Sinergia d’intenti. Un’attenzione particolare dovrà essere posta anche per le superfici esistenti a bosco per rafforzarne il valore naturalistico, eradicando specie vegetali invasive, lavorando, al contempo, “intervenendo sulla loro struttura con le migliori tecniche che la selvicoltura mette a disposizione ed introducendo in modo attivo le componenti floritiche ancora assenti vista la loro recente origine artificiale. Dovrà essere creato un marchio collegato ai processi di certificazione forestale, che indichi i prodotti dei boschi di pianura, ed in particolare il loro pregiato legname di quercia, al fine di creare una forte domanda da parte delle imprese che vogliono valorizzare i legnami di origine locale”, hanno riferito i relatori a Vicenza.
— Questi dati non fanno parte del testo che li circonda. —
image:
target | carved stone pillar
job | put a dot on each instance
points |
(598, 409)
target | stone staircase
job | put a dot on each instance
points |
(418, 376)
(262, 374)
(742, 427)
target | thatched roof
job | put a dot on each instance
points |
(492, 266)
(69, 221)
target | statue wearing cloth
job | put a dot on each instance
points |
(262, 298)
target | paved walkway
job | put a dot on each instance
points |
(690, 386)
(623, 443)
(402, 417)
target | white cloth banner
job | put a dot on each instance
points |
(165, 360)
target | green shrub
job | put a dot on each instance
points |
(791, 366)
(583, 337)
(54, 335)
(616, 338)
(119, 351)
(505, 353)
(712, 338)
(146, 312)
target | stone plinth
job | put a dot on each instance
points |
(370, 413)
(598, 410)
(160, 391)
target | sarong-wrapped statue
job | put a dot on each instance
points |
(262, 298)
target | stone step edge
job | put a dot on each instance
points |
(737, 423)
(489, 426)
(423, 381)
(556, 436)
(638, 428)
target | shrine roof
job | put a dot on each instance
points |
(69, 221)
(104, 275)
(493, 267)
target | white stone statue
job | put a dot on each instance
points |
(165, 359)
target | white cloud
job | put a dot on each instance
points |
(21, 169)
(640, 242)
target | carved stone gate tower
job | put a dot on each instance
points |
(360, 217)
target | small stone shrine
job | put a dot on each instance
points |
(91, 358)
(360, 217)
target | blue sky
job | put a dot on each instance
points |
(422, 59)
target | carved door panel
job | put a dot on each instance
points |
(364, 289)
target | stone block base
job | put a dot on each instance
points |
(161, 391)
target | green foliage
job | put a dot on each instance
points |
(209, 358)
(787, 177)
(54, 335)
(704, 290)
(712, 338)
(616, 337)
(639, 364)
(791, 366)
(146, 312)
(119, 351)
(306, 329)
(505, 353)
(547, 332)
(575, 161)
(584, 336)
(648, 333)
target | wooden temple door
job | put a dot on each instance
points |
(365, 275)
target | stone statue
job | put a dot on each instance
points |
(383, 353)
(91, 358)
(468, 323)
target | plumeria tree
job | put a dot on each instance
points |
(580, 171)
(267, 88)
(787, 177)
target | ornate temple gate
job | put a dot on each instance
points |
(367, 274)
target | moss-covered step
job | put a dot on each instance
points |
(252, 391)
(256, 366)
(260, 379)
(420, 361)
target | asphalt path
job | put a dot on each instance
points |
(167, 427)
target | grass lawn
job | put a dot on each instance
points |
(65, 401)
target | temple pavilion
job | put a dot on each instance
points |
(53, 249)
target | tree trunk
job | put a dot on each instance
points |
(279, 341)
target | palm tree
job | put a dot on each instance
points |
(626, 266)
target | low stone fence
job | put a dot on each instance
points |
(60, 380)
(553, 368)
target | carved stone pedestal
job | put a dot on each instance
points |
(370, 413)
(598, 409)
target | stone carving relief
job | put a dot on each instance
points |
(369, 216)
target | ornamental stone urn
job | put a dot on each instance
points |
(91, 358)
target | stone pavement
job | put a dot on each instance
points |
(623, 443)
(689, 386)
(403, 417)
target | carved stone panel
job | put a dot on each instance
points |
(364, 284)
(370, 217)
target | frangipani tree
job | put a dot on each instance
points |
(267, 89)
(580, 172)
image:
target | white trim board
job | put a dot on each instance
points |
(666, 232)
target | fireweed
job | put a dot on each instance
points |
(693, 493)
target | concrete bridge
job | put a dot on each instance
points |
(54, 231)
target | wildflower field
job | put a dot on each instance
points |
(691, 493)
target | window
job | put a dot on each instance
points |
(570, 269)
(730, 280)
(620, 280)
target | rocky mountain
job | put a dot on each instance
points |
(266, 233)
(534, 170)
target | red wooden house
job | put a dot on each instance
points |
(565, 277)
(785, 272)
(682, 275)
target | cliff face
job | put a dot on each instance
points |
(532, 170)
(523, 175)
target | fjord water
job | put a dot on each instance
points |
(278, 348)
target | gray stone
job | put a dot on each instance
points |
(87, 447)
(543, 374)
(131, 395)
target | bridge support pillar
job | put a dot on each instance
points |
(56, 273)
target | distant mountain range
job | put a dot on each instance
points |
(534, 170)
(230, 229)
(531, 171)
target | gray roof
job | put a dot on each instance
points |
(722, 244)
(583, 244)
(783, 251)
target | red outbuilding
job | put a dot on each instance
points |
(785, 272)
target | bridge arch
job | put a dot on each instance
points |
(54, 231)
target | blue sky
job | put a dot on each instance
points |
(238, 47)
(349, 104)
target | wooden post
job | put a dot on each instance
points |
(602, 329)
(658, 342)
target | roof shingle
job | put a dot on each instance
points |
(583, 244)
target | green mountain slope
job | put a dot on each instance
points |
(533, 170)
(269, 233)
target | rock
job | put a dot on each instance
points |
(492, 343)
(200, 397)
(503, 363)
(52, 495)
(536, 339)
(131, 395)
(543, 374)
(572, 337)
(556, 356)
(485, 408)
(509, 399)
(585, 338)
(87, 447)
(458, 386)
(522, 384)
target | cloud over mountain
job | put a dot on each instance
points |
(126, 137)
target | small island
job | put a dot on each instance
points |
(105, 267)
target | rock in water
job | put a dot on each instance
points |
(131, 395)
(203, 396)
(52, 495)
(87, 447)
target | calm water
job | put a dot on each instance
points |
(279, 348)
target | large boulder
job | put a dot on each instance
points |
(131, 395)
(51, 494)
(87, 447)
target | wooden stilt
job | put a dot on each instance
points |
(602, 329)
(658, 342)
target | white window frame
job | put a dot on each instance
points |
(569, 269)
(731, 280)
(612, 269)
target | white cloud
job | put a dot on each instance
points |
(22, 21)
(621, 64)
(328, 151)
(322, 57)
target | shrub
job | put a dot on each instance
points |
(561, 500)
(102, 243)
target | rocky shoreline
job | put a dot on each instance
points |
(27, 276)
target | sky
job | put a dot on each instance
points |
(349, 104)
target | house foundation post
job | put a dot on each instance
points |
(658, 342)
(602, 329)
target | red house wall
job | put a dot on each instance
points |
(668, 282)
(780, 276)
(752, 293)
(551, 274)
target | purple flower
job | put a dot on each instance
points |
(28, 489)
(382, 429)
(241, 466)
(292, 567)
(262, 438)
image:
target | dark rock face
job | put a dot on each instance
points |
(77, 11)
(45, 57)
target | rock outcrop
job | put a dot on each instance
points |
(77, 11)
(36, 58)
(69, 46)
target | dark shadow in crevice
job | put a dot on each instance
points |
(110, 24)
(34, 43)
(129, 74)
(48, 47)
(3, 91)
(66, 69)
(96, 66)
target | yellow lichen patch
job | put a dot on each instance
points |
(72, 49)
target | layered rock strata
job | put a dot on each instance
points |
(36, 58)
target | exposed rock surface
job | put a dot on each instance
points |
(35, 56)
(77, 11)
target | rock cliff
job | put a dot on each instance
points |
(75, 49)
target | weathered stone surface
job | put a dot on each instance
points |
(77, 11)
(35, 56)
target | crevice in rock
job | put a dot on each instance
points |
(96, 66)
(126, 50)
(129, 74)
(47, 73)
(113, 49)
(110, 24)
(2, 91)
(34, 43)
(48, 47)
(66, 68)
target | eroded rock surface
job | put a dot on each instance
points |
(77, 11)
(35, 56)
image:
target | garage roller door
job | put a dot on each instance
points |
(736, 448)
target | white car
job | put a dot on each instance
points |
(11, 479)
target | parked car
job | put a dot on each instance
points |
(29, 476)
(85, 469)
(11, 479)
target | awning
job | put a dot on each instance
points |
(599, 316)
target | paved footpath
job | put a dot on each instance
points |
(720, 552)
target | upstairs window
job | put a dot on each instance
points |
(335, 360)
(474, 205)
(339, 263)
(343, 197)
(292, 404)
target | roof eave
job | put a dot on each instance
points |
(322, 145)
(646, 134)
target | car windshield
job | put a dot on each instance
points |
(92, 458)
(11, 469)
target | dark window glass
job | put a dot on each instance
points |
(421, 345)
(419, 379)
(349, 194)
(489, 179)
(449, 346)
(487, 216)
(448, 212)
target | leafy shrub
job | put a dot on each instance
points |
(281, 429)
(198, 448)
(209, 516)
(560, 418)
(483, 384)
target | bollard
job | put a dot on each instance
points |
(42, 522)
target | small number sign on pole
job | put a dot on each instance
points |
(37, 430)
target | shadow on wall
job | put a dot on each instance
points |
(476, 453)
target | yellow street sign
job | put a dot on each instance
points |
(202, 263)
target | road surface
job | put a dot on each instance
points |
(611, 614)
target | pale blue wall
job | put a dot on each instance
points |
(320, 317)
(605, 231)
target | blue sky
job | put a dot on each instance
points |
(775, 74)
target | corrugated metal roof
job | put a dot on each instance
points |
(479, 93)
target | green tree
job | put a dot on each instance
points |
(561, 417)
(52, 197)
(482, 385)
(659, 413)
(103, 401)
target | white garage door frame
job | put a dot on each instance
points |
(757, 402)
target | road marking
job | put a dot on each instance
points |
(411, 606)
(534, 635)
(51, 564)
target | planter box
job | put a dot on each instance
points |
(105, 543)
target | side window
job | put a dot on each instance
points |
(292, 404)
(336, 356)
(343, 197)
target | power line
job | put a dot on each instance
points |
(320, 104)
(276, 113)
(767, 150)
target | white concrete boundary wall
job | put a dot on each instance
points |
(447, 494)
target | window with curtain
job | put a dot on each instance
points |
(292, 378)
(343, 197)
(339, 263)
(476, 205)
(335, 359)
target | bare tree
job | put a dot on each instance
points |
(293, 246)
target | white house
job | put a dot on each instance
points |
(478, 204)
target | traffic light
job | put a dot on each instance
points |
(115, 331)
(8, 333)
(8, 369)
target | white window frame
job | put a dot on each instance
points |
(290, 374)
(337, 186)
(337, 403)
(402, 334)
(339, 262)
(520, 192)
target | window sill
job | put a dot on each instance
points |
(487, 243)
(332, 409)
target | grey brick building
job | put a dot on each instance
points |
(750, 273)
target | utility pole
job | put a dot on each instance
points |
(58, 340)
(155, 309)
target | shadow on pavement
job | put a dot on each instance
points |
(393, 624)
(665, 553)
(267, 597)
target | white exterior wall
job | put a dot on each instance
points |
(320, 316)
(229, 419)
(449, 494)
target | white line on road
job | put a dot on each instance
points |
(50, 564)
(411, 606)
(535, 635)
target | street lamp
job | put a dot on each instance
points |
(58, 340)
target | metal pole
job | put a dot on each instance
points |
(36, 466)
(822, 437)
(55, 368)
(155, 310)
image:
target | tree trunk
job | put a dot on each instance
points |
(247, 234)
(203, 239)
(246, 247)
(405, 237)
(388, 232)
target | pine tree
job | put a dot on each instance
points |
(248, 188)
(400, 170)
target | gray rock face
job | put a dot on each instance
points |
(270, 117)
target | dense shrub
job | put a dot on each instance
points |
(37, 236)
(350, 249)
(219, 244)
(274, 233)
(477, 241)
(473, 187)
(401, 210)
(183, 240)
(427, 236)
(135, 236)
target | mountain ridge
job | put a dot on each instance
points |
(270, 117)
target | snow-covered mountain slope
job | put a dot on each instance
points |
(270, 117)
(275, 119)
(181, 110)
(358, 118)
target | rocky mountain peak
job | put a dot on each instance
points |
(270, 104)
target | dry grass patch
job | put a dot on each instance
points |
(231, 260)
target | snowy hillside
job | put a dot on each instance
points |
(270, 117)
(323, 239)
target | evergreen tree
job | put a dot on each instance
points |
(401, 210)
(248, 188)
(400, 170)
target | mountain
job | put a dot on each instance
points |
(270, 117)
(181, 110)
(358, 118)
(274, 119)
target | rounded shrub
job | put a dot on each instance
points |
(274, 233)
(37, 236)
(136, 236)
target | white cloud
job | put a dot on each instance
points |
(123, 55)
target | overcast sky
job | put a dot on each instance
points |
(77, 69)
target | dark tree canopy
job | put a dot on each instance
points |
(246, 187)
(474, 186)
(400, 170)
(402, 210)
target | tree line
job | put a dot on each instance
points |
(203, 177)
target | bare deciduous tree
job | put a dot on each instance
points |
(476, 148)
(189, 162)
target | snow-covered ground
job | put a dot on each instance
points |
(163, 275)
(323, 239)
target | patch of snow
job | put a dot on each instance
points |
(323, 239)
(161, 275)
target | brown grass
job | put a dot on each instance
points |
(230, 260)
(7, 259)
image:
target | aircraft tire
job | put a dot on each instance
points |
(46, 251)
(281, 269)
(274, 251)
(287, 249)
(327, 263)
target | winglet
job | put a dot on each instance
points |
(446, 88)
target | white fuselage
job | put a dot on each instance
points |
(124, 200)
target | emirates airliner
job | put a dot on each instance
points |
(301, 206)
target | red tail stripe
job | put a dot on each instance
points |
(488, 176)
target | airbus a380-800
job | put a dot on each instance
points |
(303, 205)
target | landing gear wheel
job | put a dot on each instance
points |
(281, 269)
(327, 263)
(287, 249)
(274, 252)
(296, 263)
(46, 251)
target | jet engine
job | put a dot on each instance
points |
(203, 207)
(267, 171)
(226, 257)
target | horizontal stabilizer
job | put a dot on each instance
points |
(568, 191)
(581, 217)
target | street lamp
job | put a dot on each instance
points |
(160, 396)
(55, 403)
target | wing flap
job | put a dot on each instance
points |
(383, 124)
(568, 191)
Ma per fare tutto ciò ci sarà bisogno di tutti: della Regione Veneto, affinchè garantisca sostegno mettendo a disposizione adeguate risorse economiche; dei Comuni, nel disporre superfici da destinare all’ampliamento dei boschi esistenti o alla realizzazione di nuovi; dei proprietari dei terreni privati, “realizzando interventi di forestazione anche di piccole dimensioni, significativi nel creare connettività ecologica all’interno del territorio (stepping stones);” delle imprese, nel “valorizzare i prodotti locali dei boschi di pianura ed in particolare il loro pregiato legname di quercia”; delle associazioni di volontariato, “attori della gestione attiva dei boschi di pianura”; dei cittadini, per far sentire la loro voce a tutti i livelli decisionali, sostenendo gli attori che operano per l’allargamento ed il miglioramento dei boschi di pianura.

Il Veneto ha le risorse ideali, umane e materiali per permettersi dei boschi in pianura e ognuno di noi può fare la sua parte per migliorare la situazione attuale con un pensiero particolare rivolto ai nostri eredi. Dobbiamo però sganciarci da un modo di pensare miope, perché, viene citato nella Carta di Sandrigo,: “gli uomini hanno fretta e misurano il tempo in giorni, settimane, mesi, anni. Gli alberi ed i boschi hanno pazienza e misurano il tempo in secoli. Il 2050 è lontano per gli uomini ma è vicino per gli alberi“.